Bhootnike · « **Reply #412 on:** April 16, 2012, 06:45:06 pm »

Quote from: fletch-j on April 16, 2012, 06:34:17 pm

Quote from: Bhootnike on April 16, 2012, 03:56:28 pm
$sin^2 x cos^3 x = cos x$

solve for $-\pi<x\le 2\pi$

$sin^2 x cos^3 x = cos x$
$(1-cos^2x)cos^3x = cosx$
$cos^3x-cos^5x-cosx = 0$
$-cosx[cos^4x-cos^2x+1] = 0$
$cosx=0$
$cos^4x-cos^2x+1=0$ has no real solutions
$\therefore x\in \{\frac{\pi}{2}+2k\pi, \frac{-\pi}{2}+2k\pi, k\in \mathbb{Z}\}$

edit: oops, forgot about the restriction:

$x\in \{\frac{-\pi}{2},\frac{\pi}{2},\frac{3\pi}{2} \}$

goddamit.
How do people manage to pick such things up!

p.s.

Quote from: VegemitePi on April 16, 2012, 04:33:30 pm

I honestly don't remember enough of spesh to help you (ie. have no idea of identities anymore), but you definitely can't divide both sides by cos(x) as you are ridding the possible solutions of cos(x)=0

(I think)

how so ? like, i dont get how thats algeabriclly incorrect

pi · « **Reply #413 on:** April 16, 2012, 06:50:47 pm »

Solve $x^2 = x$ and you'll see

Spoiler

If you divide both sides by $x$ , which is incorrect, you are assuming that $x \ne 0$ as you can't divide by 0

Similarly, in your question, if you divide by cos(x), then you are assuming that cos(x) can't equal 0 either, which is mathematically incorrect

Bhootnike · « **Reply #414 on:** April 16, 2012, 06:55:21 pm »

Quote from: VegemitePi on April 16, 2012, 06:50:47 pm

Solve $x^2 = x$ and you'll see

x^2 -x =0
x(x-1) = 0

so x=0 and x=1

wait.

pi · « **Reply #415 on:** April 16, 2012, 06:56:38 pm »

Yeah, nice

Why didn't you divide both sides by x then at the start?

Bhootnike · « **Reply #416 on:** April 16, 2012, 07:01:15 pm »

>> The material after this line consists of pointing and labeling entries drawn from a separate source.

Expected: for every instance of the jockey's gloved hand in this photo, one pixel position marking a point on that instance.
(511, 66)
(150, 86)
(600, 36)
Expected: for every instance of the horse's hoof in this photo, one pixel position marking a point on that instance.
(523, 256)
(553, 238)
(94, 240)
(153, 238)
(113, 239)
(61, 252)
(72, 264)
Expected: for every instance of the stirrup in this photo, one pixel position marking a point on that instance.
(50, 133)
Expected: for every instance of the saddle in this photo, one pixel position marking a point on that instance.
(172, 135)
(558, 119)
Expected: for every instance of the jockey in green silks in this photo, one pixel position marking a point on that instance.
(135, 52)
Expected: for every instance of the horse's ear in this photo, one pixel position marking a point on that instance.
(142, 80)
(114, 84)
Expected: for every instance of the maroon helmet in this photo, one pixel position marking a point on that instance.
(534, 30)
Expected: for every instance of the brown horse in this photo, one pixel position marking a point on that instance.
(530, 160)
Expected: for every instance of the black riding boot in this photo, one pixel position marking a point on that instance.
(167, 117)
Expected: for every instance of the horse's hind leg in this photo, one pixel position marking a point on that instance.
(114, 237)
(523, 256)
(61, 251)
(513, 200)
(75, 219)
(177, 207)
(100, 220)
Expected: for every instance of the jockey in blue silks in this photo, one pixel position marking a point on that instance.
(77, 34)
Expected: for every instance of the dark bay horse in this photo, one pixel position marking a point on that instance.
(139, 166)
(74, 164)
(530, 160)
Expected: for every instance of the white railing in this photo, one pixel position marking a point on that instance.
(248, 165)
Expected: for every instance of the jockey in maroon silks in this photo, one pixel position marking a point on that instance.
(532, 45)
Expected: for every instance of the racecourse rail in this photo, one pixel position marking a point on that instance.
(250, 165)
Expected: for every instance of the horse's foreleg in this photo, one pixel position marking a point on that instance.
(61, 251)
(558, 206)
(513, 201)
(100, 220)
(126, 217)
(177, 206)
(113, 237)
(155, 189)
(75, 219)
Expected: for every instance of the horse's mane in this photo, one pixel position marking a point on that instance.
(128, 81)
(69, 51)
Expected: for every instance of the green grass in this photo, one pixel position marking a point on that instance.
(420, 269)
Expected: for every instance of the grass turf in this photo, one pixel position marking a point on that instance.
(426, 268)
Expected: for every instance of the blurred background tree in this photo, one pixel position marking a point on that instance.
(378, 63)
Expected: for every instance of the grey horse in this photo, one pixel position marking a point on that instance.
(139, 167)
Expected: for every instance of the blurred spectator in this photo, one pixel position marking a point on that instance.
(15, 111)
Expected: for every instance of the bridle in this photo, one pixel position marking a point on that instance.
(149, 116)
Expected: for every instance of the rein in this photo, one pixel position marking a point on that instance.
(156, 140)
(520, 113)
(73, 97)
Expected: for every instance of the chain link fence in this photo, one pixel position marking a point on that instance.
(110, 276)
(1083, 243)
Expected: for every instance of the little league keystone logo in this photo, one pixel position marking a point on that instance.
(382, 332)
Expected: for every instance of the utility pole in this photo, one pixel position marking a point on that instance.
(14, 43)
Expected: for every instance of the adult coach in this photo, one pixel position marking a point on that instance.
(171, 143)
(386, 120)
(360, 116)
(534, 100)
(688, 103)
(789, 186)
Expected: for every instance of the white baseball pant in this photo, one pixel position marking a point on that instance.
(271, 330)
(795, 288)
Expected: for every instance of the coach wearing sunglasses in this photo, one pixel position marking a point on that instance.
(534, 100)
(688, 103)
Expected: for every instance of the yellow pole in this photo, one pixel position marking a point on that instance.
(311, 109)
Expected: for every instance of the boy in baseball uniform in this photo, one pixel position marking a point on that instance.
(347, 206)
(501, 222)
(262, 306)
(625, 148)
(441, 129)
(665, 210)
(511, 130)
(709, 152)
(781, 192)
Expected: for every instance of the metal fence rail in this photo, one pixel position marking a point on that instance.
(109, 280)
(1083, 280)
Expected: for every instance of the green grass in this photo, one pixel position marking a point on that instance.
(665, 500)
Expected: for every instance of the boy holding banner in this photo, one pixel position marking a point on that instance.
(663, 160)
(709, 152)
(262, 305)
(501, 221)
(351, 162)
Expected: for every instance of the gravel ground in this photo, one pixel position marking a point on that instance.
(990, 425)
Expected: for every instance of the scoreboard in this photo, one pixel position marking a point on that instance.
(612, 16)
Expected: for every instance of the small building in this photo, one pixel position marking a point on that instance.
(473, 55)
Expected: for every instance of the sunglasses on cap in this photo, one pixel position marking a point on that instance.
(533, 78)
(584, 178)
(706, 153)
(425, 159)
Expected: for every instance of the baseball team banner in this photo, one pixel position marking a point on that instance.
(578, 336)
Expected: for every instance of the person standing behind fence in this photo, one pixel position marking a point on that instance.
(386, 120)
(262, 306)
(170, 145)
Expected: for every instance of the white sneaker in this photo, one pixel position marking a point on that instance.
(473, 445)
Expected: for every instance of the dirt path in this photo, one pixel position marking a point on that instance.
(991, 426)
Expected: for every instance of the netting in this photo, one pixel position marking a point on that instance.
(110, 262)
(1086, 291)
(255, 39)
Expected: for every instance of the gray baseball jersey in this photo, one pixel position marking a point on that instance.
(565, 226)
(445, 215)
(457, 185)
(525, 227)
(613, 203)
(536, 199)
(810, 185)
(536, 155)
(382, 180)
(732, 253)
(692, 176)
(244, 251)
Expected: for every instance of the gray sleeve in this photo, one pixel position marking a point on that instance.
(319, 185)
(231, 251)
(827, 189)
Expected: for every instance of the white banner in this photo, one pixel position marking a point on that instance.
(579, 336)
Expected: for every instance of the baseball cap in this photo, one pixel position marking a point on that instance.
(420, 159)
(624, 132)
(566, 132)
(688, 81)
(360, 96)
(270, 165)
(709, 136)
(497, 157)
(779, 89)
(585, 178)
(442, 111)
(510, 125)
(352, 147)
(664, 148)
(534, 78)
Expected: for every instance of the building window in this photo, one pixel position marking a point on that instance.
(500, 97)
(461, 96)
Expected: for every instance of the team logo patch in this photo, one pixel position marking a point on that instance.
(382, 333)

Quote from: VegemitePi on April 16, 2012, 06:56:38 pm

Yeah, nice Why didn't you divide both sides by x then at the start?

Aw sheeeeet.

rookie mistake.

i get it ahaha.. :p
thanks vege! .

Hutchoo · « **Reply #417 on:** April 19, 2012, 07:42:28 pm »

Herrow guaiz.

See attached!

TrueTears · « **Reply #418 on:** April 19, 2012, 08:16:09 pm »

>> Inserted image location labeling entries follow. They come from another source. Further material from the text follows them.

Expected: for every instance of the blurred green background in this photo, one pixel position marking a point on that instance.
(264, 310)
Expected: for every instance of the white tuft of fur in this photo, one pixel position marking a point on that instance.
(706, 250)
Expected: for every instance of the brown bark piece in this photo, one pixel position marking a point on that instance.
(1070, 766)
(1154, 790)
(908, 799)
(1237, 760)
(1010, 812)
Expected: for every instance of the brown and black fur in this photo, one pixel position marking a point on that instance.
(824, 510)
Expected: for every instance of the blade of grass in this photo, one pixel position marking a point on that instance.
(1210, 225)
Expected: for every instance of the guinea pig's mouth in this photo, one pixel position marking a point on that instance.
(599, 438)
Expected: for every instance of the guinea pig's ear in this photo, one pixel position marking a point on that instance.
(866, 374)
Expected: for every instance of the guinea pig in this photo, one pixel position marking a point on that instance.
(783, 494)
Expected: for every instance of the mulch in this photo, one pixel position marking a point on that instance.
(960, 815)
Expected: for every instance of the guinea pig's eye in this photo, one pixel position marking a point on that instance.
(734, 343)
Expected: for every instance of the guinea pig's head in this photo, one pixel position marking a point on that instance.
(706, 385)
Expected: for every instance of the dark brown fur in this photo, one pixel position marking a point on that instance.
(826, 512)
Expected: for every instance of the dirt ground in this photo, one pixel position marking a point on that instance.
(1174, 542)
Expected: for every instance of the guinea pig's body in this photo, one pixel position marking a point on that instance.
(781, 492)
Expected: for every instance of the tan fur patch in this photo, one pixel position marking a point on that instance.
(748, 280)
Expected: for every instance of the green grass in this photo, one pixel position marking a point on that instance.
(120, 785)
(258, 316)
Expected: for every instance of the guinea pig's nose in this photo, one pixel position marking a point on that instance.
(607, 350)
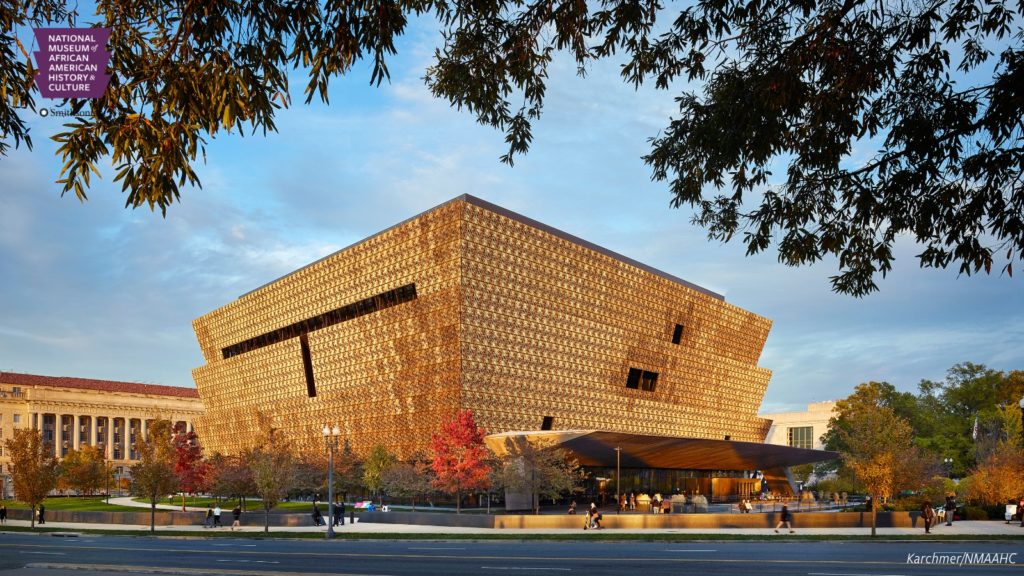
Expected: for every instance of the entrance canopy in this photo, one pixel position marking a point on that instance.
(595, 448)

Which question do you need answered?

I'll answer both - 'whydoihavenofriends', pretty obvious, you're too hot, the hotness that radiates from your dp scares away all the nubs.

As for the other question - tan(70*180/pi) is the gradient of the tangent.

now diff f(x), then find the x values for when the derivative of f(x) is equal to tan(70*180/pi) subject to the restriction of the domain. In other words, solve f'(x) = tan(70*180/pi)

Fishyiscool · « **Reply #419 on:** April 23, 2012, 07:41:03 pm »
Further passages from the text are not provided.